Can I just say how pleased I am to be mentioned in the same sentence as reiver?

luci -- it's awful getting critiqued. Often it feels like I'm being torn to bits when I read critiques of my work. My sympathies, truly. It can be hard to acknowledge that people are trying to help, but they are. Critiques take time and effort. I like the way you write, I hope you stick around, but in this forum no one would be helping if they weren't honest.
 
Luci - thanks for thanking me, and believe me, I understand how difficult it can be to get criticism on a work that you personally believe to be infallible. I posted my first critique in here just the other day and of course it grates a bit to hear that people don't see your words the same way as you do, but do you know what? They're not in your head. They need to understand what you mean fully, and fresh eyes are always useful for anything. In the end, it's your work, and up to you if you want to acknowledge what other people think. Sometimes people just aren't on your wavelength and you don't think their criticism is valid - that's fine. Take it on the chin and move on.

As an aside, I will just say it's sometimes possible to misinterpret tone over text, and I don't think anybody was honestly trying to personally attack you. The only reason we gave you feedback was so that it could make you better!
 
I'm sorry my review didn't make sense to you. As Springs pointed out I'm trying to make a deadline (two actually, my gay detectives may have a home).

First person, present tense isn't something I need to get used to it is the most natural narrative for me to read, because I am editing my own work using that narrative. (Third person, past tense is slow and weird to read, at least, until I move on to editing my detectives).

The work has a potential as I said, but I think it is confusing (which may have been the editing to make it fit) and doesn't make the best of the narrative you have chosen. That will change as you edit it and work on it.

I read it from beginning to end, and the red is showing where I found it disjointed and confusing.

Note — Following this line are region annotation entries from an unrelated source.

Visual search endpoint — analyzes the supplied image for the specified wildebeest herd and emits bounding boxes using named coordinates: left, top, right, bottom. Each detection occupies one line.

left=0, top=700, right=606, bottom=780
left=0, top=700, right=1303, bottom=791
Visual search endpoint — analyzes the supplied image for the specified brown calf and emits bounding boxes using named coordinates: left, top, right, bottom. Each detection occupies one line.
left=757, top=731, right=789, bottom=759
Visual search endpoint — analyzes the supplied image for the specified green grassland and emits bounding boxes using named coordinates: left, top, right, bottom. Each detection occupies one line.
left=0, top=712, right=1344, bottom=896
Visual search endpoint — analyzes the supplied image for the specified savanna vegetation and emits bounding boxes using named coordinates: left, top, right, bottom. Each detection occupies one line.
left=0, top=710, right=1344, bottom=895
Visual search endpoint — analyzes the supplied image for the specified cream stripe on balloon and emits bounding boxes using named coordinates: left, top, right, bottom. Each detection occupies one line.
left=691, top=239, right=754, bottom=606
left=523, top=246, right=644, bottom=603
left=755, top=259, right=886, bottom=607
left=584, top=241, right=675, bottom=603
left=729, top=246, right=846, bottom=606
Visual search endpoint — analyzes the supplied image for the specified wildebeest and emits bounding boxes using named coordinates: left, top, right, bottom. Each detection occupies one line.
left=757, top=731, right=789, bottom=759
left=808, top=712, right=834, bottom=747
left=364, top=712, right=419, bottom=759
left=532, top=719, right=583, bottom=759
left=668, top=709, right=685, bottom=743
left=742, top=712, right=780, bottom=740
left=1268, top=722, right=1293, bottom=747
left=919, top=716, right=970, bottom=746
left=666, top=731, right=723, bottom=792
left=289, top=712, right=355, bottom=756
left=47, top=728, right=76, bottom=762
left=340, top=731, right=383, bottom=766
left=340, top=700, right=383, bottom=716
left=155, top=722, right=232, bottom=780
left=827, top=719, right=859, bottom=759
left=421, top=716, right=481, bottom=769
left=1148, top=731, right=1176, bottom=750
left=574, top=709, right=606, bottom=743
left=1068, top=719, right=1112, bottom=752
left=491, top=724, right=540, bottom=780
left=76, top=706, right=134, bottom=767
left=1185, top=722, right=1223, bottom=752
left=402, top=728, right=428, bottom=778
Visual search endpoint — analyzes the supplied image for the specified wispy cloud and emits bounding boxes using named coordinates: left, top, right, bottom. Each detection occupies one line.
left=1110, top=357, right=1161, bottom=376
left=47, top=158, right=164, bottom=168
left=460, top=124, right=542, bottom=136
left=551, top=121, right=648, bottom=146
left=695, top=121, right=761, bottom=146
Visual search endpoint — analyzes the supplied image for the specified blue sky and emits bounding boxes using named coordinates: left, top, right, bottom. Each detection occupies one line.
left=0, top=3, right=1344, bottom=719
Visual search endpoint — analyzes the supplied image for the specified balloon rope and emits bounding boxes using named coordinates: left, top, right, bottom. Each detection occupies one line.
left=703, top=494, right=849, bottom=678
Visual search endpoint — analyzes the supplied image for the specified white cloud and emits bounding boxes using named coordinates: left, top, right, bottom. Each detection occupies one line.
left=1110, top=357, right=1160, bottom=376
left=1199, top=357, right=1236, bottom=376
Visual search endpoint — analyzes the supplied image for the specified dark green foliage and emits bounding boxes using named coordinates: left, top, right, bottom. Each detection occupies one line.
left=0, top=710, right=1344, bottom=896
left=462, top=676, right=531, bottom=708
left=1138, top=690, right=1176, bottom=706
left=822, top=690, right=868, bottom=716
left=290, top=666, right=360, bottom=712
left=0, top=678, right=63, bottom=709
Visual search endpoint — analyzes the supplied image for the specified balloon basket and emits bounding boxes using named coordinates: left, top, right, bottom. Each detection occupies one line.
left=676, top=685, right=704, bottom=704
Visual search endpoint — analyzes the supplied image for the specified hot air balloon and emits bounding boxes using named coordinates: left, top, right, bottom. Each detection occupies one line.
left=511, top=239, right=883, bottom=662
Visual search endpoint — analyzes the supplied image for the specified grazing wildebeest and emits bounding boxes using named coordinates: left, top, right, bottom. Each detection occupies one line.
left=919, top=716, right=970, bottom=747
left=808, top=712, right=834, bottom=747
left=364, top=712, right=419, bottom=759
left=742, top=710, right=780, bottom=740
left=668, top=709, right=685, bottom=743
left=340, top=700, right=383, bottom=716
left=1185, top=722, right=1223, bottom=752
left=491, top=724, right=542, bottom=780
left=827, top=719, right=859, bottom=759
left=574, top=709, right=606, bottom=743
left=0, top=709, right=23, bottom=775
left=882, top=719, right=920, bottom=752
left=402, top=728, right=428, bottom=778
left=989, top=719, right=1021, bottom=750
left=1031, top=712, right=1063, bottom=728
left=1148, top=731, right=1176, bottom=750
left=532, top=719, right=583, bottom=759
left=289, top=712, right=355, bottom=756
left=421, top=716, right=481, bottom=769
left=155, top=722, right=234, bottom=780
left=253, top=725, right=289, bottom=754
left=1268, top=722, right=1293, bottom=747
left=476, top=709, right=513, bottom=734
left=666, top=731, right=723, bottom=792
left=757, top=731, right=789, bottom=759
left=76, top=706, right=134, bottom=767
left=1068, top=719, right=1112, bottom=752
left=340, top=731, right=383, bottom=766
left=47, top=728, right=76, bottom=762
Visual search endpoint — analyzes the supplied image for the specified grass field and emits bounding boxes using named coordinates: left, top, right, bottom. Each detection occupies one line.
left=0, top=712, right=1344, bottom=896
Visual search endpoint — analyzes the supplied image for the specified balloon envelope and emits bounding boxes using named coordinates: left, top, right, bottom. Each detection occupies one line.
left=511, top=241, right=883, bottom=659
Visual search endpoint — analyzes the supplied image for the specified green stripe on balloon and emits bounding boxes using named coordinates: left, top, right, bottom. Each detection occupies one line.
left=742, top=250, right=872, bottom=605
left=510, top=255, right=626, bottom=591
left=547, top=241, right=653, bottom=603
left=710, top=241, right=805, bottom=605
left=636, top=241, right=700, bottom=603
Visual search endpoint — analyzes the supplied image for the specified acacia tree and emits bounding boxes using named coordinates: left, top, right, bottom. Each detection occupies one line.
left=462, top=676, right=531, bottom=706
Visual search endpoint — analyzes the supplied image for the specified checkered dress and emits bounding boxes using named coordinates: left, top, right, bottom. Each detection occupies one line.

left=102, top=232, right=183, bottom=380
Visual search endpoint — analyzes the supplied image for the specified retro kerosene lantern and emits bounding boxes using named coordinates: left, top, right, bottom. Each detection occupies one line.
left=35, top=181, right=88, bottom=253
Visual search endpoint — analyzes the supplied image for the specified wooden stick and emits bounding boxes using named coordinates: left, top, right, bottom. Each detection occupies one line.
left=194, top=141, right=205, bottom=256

It is hard getting your first works critiqued. Especially on here because it will be a proper critique you are given.
 
***Dummy Alert****

***Dummy Alert****

***Dummy Alert****

A writers dummy being spat out has been spotted at 30,000 feet. Please take evasive action.:)

A writers dummy being spat out has been spotted at 30,000 feet. Please take evasive action.:)

A writers dummy being spat out has been spotted at 30,000 feet. Please take evasive action.:)

I started to read this thread and was going to comment but then...

See above.:confused:
 
I have no idea what you are getting at, Gary, and perhaps that's your good fortune.

Since this thread has gone aground, I am going to close it.
 
I will not post the refurbished work- that wasn't a threat back when; that was a fact.

Thank goodness for that - you've been churlish and pouty over the excerpt you posted.

Frankly, you're too immature for critiques at the moment - come back when you grow up a bit and stop being so damn over-sensitive.